Pourquoi Embraer renonce à défier Airbus et Boeing

Par Fabrice Gliszczynski  |   |  595  mots
Copyright Reuters
Le constructeur d'avions brésilien confirme avoir décidé de remotoriser sa famille d'avions actuelle de 70-120 sièges à l'horizon 2018, plutôt que lancer un nouvel appareil pouvant transporter de 130 à 160 passagers.

Embraer renonce à défier Airbus et Boeing. Le constructeur d'avions brésilien qui étudiait la possibilité de lancer un nouvel appareil capable de transporter entre 130 et 160 passagers pour attaquer Airbus et Boeing par le bas de leur gamme ne se lancera pas l'eau. Il préfère au contraire remotoriser sa famille d'avions actuelle dont le plus important d'entre eux, l'ERJ195, a une capacité de 122 sièges. De passage à Paris, Paulo Cesar Silva, le président de la division commerciale d'Embraer l'a indiqué ce mardi, confirmant la stratégie dévoilée à l'automne dernier. Une décision sage, prise au regard de l'époustouflant succès de l'Airbus A320 et du B737 MAX, les moyen-courriers remotorisés des deux géants du secteur qui, lancés fin 2010 et en juillet 2011, totalisent à deux près de 2000 commandes et intentions d'achat.

L'exemple du C-Series

Une déferlante qui n'est pas étrangère aux difficultés commerciales du C-Series de Bombardier, un appareil de 100 à 149 sièges (voire 160 dans sa version extra-capacity), destiné à chasser sur les terres de l'A320 et du Boeing 737. A vouloir jouer dans la cour des grands, le canadien est en train d'y laisser des plumes. « Quand nous avons vu les très fortes commandes d'A320 Neo et de B737 Max, les difficultés du C-Series et l'investissement nécessaire au lancement d'un nouvel appareil, nous avons préféré nous concentrer sur le maintien de notre leadership sur le segment des appareils de 70 à 120 sièges », a déclaré Paulo Cesar Silva, selon qui Embraer détient 42% du marché des avions régionaux, contre 28% pour Bombardier.

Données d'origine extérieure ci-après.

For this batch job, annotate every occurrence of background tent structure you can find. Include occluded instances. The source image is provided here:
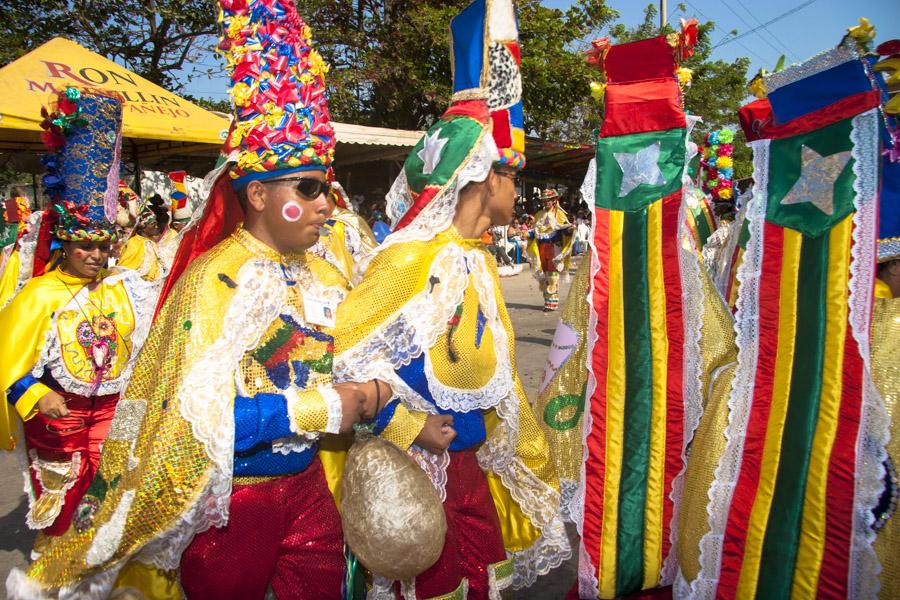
[0,37,229,162]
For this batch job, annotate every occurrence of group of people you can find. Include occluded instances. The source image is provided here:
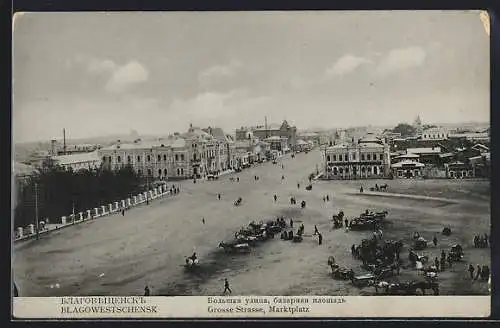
[474,234,490,248]
[468,264,491,280]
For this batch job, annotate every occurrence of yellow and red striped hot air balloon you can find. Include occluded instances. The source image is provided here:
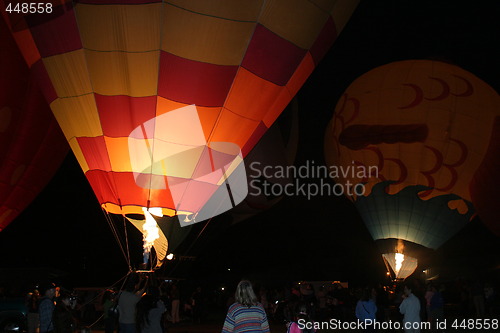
[325,60,500,278]
[2,0,358,262]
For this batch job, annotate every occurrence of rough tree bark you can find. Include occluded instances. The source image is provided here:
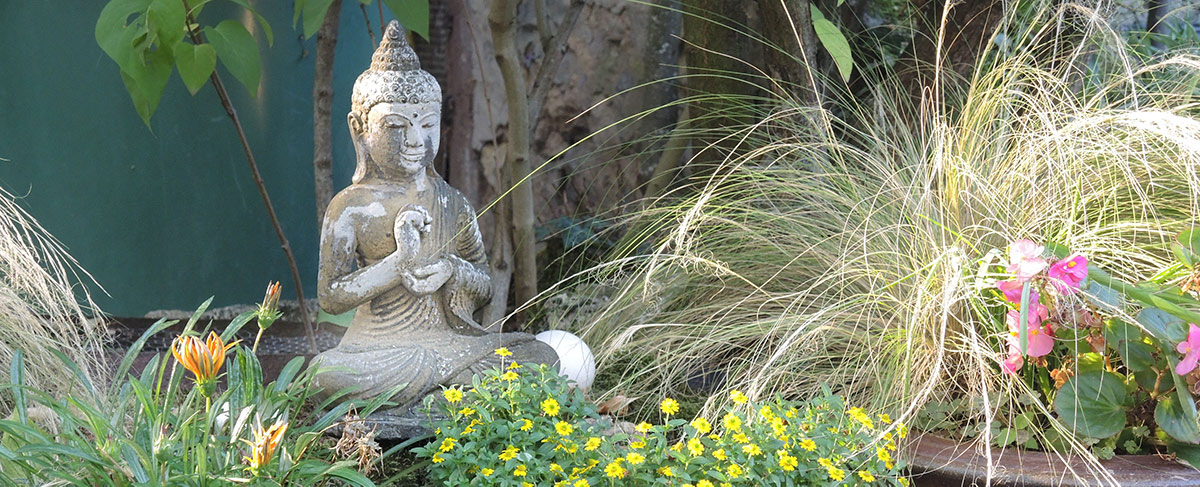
[312,0,342,228]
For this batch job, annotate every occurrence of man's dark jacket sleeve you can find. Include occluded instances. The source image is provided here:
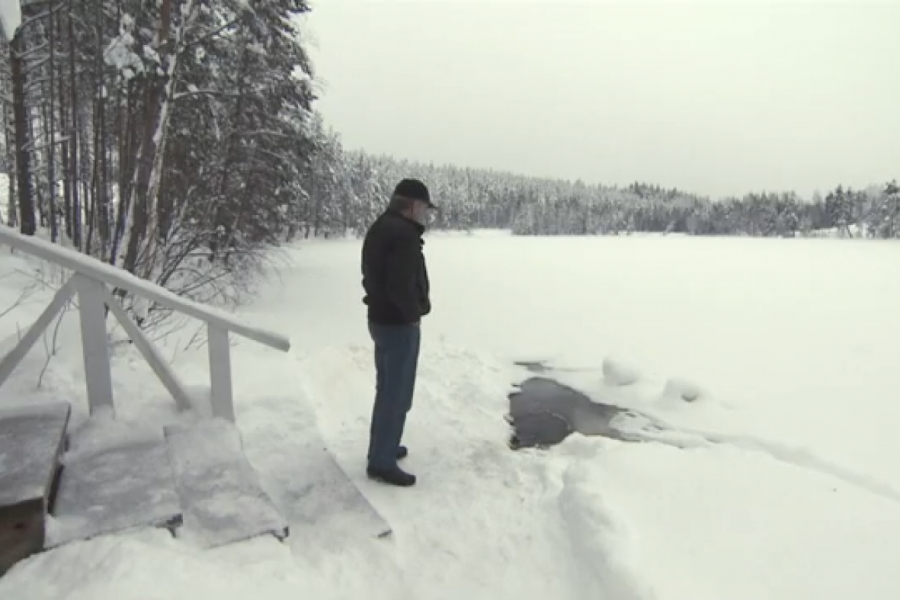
[385,235,422,323]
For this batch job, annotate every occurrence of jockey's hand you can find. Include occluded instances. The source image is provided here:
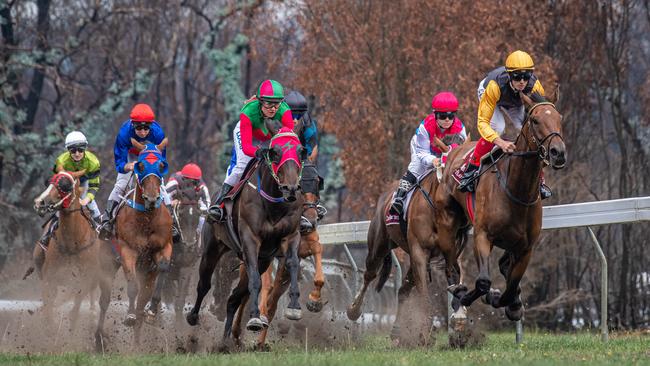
[494,137,515,154]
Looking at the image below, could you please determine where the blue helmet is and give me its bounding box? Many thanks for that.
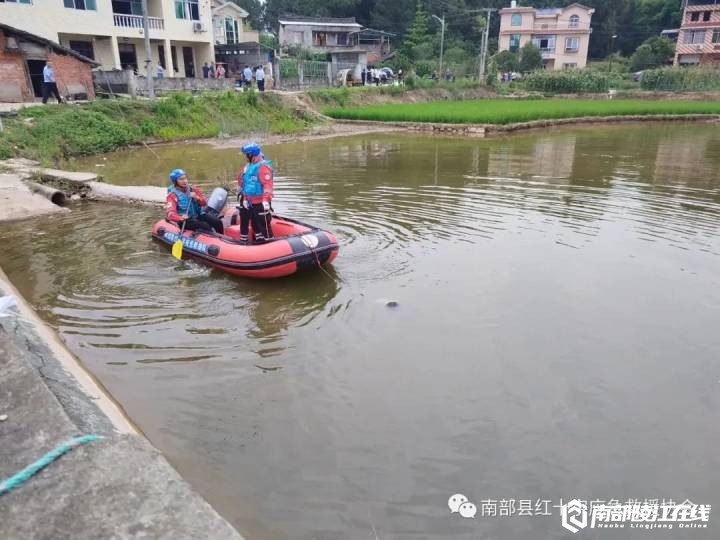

Embraer travaille donc uniquement sur la remotorisation de sa famille actuelle, un projet dont le coût de développement n'a pas été précisé.

Baisse de 15% de la consommation de kérozène

L'avionneur entend choisir sa motorisation d'ici à la fin de l'année (General Electric et Rolls Royce ont été cités) pour lancer la phase industrielle du programme en 2013. Ceci pour une mise en service en 2018, trois ans après l'A320 Neo et un an après le B737 Max. « Nous visons une réduction de la consommation de carburant de 15% », a indiqué Paulo Cesar Silva. En fonction des moteurs, notamment de leur taille, d'autres parties de l'avion risquent d'être retouchées. Ce n'est qu'une fois toutes les données en main concernant l'appareil que la direction précisera si elle équipe la totalité des quatre versions d'appareils ou uniquement les trois plus importantes en termes de capacité.

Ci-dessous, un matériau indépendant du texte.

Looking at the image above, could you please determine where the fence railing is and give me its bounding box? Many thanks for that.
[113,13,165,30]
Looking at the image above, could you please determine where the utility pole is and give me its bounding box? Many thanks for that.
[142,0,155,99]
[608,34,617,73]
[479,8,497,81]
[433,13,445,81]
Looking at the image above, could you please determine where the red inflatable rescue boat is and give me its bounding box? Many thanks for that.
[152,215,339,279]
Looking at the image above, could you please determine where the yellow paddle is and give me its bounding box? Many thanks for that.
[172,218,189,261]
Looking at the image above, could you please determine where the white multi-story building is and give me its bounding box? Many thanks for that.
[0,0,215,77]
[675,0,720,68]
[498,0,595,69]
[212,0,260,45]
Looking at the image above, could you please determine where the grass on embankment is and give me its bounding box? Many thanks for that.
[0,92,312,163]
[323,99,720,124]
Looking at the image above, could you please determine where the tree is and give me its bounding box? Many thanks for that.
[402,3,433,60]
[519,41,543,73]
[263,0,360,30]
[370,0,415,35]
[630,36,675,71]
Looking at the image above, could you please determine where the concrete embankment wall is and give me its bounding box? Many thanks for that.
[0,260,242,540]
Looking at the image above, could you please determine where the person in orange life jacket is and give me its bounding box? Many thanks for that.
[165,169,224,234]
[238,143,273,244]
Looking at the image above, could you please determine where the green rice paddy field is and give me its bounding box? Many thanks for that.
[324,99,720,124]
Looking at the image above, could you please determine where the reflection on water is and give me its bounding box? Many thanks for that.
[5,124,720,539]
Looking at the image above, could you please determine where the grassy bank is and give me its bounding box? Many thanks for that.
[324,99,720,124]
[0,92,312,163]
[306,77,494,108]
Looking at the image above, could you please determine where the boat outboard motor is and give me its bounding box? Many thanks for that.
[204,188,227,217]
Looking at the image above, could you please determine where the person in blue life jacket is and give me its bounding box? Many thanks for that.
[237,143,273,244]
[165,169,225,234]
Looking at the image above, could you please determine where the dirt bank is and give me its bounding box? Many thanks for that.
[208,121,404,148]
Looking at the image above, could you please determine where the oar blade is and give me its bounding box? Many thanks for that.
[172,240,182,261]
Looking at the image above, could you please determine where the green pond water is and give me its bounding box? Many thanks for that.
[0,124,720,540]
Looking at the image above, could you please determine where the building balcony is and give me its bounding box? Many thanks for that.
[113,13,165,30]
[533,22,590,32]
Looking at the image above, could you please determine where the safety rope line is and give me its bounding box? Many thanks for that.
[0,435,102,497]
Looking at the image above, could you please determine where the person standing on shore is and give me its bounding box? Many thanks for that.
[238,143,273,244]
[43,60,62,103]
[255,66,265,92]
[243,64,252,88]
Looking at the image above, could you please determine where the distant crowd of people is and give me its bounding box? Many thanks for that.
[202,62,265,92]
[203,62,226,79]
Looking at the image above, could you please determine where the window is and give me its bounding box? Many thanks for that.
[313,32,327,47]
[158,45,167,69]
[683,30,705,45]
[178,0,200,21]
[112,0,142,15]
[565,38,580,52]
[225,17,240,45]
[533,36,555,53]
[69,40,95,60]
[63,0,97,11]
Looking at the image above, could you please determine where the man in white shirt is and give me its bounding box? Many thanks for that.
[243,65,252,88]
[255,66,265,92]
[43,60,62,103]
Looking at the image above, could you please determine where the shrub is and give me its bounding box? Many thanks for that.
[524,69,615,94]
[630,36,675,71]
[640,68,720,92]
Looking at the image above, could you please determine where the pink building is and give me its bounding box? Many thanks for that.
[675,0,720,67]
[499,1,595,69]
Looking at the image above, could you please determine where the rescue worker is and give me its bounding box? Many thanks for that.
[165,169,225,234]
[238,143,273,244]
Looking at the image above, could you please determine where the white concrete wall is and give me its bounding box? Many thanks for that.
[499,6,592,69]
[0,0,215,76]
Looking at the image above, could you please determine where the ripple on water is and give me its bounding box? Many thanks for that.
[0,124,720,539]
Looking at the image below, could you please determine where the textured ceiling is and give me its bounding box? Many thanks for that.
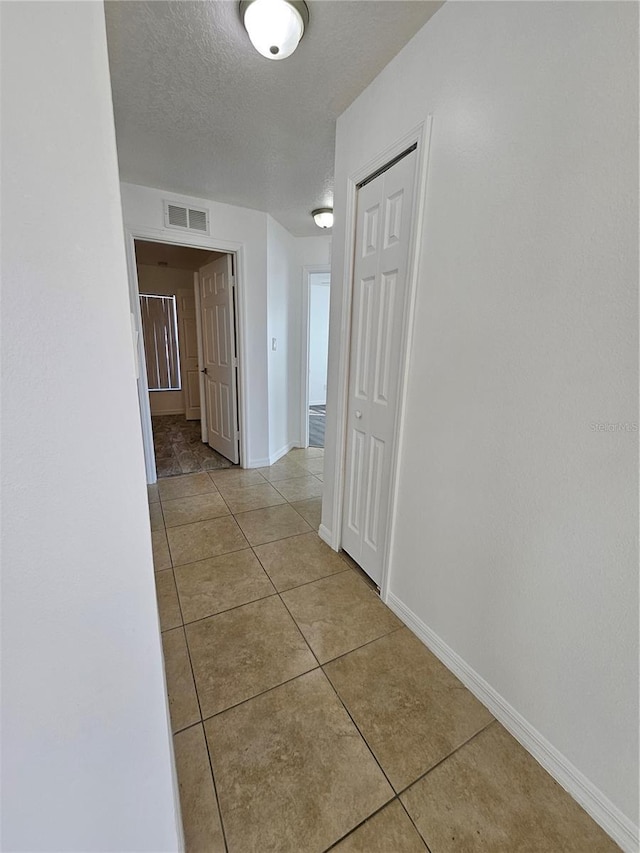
[105,0,442,236]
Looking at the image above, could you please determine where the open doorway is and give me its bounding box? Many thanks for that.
[134,240,238,477]
[303,267,331,447]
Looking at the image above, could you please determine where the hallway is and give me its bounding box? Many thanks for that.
[149,448,618,853]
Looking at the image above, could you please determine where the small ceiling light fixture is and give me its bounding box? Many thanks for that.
[311,207,333,228]
[240,0,309,59]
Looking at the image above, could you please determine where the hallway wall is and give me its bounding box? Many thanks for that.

Le marché des avions de 90 à 120 sièges en croissance

L'avionneur compte sur cette remotorisation pour capter une grande partie du marché des appareils de 90 à 120 sièges en croissance. Selon les prévisions d'Embraer, près de 3.700 nouveaux avions d'une telle capacité devraient être livrés entre 2020 et 2030. Dont une grande partie aux Etats-Unis. Sur ce marché, le brésilien (tout comme Bombardier) est attaqué par Mitsubishi et Sukhoi.

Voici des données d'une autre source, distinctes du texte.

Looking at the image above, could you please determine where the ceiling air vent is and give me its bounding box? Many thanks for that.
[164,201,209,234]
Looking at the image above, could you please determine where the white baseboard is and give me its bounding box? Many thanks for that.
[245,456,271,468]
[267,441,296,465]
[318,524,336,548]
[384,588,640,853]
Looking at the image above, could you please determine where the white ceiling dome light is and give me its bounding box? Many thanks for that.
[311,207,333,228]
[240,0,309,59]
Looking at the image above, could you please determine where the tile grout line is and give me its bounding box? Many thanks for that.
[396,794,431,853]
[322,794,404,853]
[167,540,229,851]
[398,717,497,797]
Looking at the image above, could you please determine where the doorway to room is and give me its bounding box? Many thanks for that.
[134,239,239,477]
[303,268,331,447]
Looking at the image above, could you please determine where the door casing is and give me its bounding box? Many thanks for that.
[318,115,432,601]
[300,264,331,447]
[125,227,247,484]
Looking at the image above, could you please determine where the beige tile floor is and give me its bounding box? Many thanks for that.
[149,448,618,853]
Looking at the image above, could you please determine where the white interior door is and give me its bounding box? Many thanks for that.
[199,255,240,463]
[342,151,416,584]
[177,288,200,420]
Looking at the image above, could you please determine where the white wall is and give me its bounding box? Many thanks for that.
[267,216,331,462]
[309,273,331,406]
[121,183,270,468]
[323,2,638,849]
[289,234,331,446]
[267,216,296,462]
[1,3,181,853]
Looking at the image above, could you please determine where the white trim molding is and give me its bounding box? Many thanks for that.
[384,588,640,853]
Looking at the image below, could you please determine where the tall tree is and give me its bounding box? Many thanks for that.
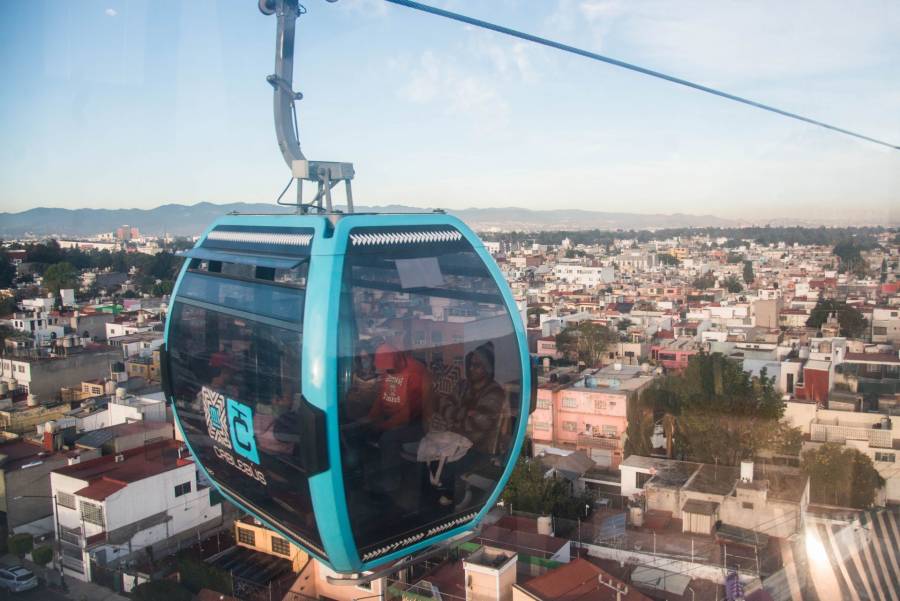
[556,321,619,367]
[801,442,885,509]
[806,298,869,338]
[831,240,866,273]
[743,261,756,284]
[44,261,78,297]
[0,252,16,288]
[691,272,716,290]
[725,275,744,294]
[641,353,784,465]
[501,458,593,520]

Les alliances entre avionneurs reportées

De fait, face à Airbus et Boeing, ne restent plus que les projets chinois et russes, prévues à l'horizon 2016-2017. Deux projets qui auront du mal à faire de l'ombre au duopole américano-européen dans l'immédiat.
Si elle a mis à distance la concurrence, la décision d'Airbus et de Boeing de remotoriser leur best seller a une autre conséquence. Elle repousse aux dernières années de la décennie 2020 l'arrivée d'un successeur des A320 et des B737. Des appareils qui, selon les observateurs, doivent entraîner des alliances entre constructeurs d'avions. De fait, de telles coopérations sont également repoussées.